Она бросила на него вопрошающий взгляд. Завершившийся играющей в уголках губ улыбкой.

– Нет, – пробормотала она как бы про себя. – Ты не из Инквизиции. Формальности… Поосторожней, Дебрен. Когда-нибудь ты доиграешься. Особенно если у вас обоих волосы быстро не отрастут. Я не шутила, когда говорила об охотниках за ведьмами. Попадали уже сюда такие, у которых под рясой бритва скрывалась. А что до твоего вопроса… Да… погуливала я. Четыре беременности, все внебрачные. Последняя уже после свадьбы с Йежином. Но никогда ему с другим мужчиной не изменяла. Возможно, это немного, но…

– Это все, что надо знать, – прервал он. – Все. По крайней мере с моей точки зрения.

– Скажу прямо: весьма оригинальная точка зрения.

– Просто я опережаю эпоху, – пошутил он. И только когда она рассмеялась, спросил: – Роволик – уменьшительное имя?

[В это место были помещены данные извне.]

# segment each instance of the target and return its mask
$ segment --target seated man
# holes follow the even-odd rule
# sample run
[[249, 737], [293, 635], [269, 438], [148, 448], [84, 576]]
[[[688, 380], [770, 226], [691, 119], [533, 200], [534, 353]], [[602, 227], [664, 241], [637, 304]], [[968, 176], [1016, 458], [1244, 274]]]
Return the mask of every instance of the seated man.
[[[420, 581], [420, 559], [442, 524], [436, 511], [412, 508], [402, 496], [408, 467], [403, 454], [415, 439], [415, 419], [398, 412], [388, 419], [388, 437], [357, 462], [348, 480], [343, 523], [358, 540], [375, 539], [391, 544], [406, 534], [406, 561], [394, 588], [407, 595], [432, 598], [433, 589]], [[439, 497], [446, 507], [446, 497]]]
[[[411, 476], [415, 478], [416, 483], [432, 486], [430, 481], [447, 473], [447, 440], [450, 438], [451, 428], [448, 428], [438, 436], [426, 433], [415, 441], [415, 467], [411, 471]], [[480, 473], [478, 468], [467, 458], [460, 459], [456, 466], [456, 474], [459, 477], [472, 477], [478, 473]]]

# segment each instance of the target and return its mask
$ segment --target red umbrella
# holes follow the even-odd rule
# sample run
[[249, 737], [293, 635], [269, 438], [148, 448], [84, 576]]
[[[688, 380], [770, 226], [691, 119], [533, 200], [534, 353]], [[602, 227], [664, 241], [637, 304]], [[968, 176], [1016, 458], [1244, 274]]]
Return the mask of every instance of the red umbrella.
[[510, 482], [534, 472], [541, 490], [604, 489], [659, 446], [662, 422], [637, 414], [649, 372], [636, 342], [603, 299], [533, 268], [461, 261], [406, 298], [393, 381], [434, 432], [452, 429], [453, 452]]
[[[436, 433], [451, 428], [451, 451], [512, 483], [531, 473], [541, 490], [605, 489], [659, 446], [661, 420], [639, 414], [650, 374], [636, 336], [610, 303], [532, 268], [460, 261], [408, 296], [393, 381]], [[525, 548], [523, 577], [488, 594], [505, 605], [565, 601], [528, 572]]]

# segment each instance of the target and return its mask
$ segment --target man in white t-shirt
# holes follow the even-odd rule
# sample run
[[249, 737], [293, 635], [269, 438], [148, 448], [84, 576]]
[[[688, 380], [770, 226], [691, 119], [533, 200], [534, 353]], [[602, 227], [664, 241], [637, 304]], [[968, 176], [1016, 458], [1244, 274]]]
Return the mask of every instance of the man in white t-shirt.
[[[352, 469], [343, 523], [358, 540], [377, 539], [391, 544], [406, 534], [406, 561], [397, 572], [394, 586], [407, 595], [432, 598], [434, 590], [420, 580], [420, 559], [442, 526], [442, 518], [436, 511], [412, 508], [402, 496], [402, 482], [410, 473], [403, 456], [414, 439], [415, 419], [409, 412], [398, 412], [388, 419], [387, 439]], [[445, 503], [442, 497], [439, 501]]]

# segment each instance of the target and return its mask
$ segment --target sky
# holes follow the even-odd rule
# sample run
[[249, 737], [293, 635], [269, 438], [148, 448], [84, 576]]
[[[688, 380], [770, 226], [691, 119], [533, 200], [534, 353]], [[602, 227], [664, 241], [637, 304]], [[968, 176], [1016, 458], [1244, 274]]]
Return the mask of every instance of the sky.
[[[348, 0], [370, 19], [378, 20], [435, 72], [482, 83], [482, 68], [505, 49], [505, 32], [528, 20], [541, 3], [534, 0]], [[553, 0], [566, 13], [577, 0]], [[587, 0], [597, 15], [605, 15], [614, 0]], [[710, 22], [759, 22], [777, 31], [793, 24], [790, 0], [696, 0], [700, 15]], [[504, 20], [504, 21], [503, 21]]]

– Ничего от тебя не скроешь. – Она не покраснела, только еще шире улыбнулась. – Но мы отклонились от темы. Я спрашивала о Ленде. Кто она?

– Знаю, что родом она из Бельницкого княжества. И что там ее вроде бы преследуют власти. Ну при ее по меньшей мере на целый локоть длинноватом язычке это и неудивительно. Нагрубила, вероятно, кому-то важному, он ей ответил, возможно, не голым словом, дело дошло до рукоприкладства… Нет, черт побери, не знаю. Одно ясно: ученицей воскресной школы она не была и к дворцам близко не подходила. Ее манеры…

– Но книги почитывала.

– Мы живем не в ранневековье. У любого мужика в халупе есть хотя бы обрывок хроники, потому что это хороший тон. Чаше всего, конечно, листок вверх ногами висит, так как с грамотностью дела похуже. Впрочем, я не говорю, что она из крестьян… Не знаю, Петунка. Возможно, внебрачная дочь какого-нибудь владыки, возможно, законная – купца… По правде говоря, мне безразлично, кто она такая. То есть, конечно, хотелось бы знать. Но это ничего в наших отношениях не изменит. Даже если окажется, что ее родил дракон Вавелка.

Петунка кивнула, объяснение было принято. Он мог отвести глаза, заняться картиной.

– Надо было, чтобы я это увидел? Для этого ты меня сюда впустила? Потому что, догадываюсь, впускаешь не всех?

– Вообще никого не впускаю. Да, ты должен был взглянуть.

– Никого, за исключением Йежина? – уточнил он.

– Никто из моей семьи не имеет сюда доступа.

– Опасаешься за их глаза? – слегка улыбнулся он. – Не бойся. За посмотреть их не выкалывают. Просто надо соблюдать осторожность. Смотрящих обрабатывают батогами и в кандалы заковывают.

– Дебрен, я жена, мать и кость в горле здешнего епископа. У меня достаточно поводов это скрывать.

Они какое-то время рассматривали нагую худощавую блондиночку, которая бежала прямо на смотрящих, ветер трепал ее волосы, она покачивала не слишком большой, но и не такой уж маленькой грудью. Вернее, даже не бежала – а мчалась: художник прекрасно воспроизвел бьющий в ее прищуренные глаза ветер. Дебрен подумал, что мастер перестарался. Ветер – и это было изображено на недалеком фоне, – ломающий ветки и срывающий гонт с крыши трактира, подхватил бы такую замухрышку и унес бы за ту ложбину в самом углу, по которой протекала река. Если это была ложбина, а не глубокое ущелье. Впрочем, чем бы это ни было, обрывистые берега стягивал знакомый магуну мост. Слово «стягивал» не вполне соответствовало истине, потому что изображенный на картине мост был переломлен посередине.